Friday, October 22, 2010

Wan Williams

Longtime readers of this blog (I love you, man!) know how much I love to kick Fox News's "liberal" sidekick. Williams is was a hack purveyor of conventional wisdom on NPR and an obvious beard for Fox News. That said, I didn't really plan on writing about his "firing" by NPR. And, of course, Ta-Nehisi Coates says it best, anyway.

Moreover, I think we often overstate the difficulty of not uttering foolish thoughts. Every one of us has, at one time or another, thought something truly abominable. But we've generally learned not to speak those thoughts, not simply out of politeness, but because we know that most of those thoughts are demonstrably wrong.
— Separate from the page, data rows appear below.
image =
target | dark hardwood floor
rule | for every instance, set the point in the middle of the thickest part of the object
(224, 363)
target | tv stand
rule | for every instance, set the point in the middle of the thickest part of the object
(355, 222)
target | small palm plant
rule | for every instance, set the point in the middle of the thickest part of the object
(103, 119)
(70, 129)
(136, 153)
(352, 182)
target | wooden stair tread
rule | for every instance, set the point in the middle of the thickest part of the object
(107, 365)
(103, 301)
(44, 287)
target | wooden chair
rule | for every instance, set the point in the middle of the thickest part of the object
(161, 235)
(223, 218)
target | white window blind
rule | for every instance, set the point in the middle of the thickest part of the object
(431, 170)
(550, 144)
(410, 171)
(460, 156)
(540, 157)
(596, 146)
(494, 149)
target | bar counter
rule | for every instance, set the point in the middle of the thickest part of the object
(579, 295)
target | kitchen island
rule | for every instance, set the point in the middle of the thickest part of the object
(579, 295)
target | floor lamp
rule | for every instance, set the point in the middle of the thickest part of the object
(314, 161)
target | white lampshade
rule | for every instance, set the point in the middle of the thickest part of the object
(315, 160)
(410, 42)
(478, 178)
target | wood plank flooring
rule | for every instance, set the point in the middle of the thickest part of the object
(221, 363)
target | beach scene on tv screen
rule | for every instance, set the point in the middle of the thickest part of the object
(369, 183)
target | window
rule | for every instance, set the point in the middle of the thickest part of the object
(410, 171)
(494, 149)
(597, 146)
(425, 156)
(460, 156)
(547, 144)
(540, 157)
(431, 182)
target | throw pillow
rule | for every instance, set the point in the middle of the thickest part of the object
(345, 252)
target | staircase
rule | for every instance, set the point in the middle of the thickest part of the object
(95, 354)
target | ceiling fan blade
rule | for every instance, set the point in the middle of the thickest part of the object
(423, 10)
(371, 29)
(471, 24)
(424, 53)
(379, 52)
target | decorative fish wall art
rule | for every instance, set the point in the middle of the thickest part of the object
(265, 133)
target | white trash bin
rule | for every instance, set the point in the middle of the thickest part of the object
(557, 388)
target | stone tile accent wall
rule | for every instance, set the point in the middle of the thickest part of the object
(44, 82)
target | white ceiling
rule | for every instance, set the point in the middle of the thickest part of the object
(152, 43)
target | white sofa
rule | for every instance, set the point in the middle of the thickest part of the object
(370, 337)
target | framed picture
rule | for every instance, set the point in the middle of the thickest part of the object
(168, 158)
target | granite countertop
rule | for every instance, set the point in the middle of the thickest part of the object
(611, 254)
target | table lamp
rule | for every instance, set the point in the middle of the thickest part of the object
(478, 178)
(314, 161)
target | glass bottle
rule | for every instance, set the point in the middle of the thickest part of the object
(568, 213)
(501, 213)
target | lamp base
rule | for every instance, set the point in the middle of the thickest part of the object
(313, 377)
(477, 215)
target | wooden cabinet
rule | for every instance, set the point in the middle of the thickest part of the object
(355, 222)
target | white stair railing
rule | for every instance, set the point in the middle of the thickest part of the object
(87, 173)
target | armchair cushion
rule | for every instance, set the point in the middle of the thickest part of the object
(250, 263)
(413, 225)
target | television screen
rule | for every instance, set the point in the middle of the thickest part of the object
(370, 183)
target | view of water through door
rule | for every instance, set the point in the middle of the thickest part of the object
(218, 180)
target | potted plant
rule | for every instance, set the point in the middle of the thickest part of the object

We are, in other words, not just concerned with hurting people feelings, we're concerned with sounding like idiots. Among people who talk for a living, one would hope that the sense would be better developed--not less. I'm a writer. The bar for me clearly and intelligently expressing myself should be higher, not lower, than someone penning a letter to their Congressman.

I recognize that, in point of fact, media often doesn't actually work that way, and often operates on another set of values, including, but not limited to, volume and outrage. I'm not clear on why NPR has to associate itself with those values. Frankly, I feel the same way about CNN and Sanchez. This is not about free speech. Sanchez and Williams are free to say whatever they want--just as their employers are free to dissociate themselves from their remarks in any legal manner they choose.

I'm all for free speech. But I would not expect my current employer to allow me to use this space to vent, as fact, all the prejudiced thoughts that fly through my head. I guess I understand how you come to believe that someone in Muslim dress is less American, or that Michelle Obama is actually "Stokely Carmichael in a dress." But I'm not clear on why, in this era of blogs and social media, NPR then owes you their association.
Juan Williams likes hanging around with Fox News's coolest kids and like any nerd hanging with the jocks, he has to constantly prove that he can be just as tough and obnoxious as any of them.

NPR should have fired him a long time ago.